2.162012

think of ads as movie trailers

brand-as-business bit:   Here’s a quick add to my previous critique of this year’s Super Bowl commercials.

Making a Super Bowl ad involves a level of innovation, strategy, and skill that rivals what goes into making the advertised product itself.  So it’s helpful to see what can be learned from those in a similar business of creating desire:  movie trailers.

An article from Bloomberg Businessweek couple of months ago discusses how making movie trailers has become as important, rigorous, and competitive a business as making films themselves:

Trailers have begun to resemble tone poems selling a taste of how a film will feel rather than showing audiences everything they will see.  Mark Woollen, award-winning trailer editor, explained his approach:  “What we felt from the movie, that’s the big thing, and seeing if we can communicate that in two minutes…One of the things to figure out is at what point do we leave off, where you’ve ramped up the anticipation enough to do that.
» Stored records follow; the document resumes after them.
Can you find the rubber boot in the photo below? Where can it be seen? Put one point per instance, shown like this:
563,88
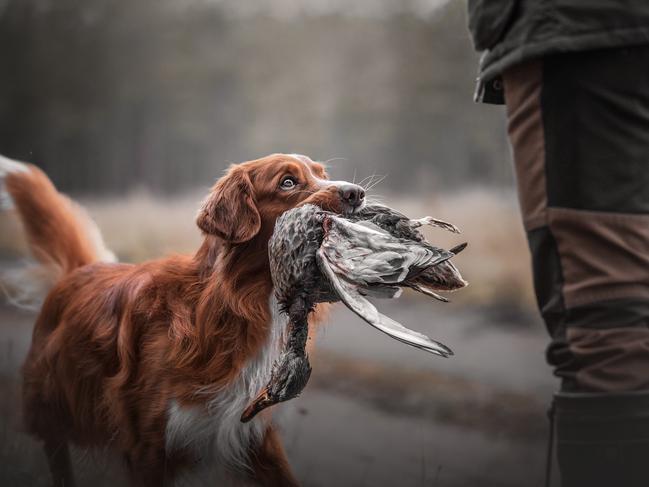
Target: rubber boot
603,439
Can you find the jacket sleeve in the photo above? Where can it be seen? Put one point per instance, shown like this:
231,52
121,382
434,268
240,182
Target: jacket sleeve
488,21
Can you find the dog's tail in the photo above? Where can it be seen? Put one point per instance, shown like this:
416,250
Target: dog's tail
60,234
Marc Weinstock, president of worldwide marketing for Sony Pictures, said: “We don’t want people to think, “Maybe I’ll see that movie the second weekend.’ We want that trailer where people go, ‘I have to see that movie now!’

The key to success and survival…is to constantly defy convention.  Last year’s innovation quickly becomes this year’s cliché.

[all emphasis mine]

So movie trailers – and perhaps ads – are about conveying emotion, creating anticipation that prompts an immediate response, and doing something completely new and different.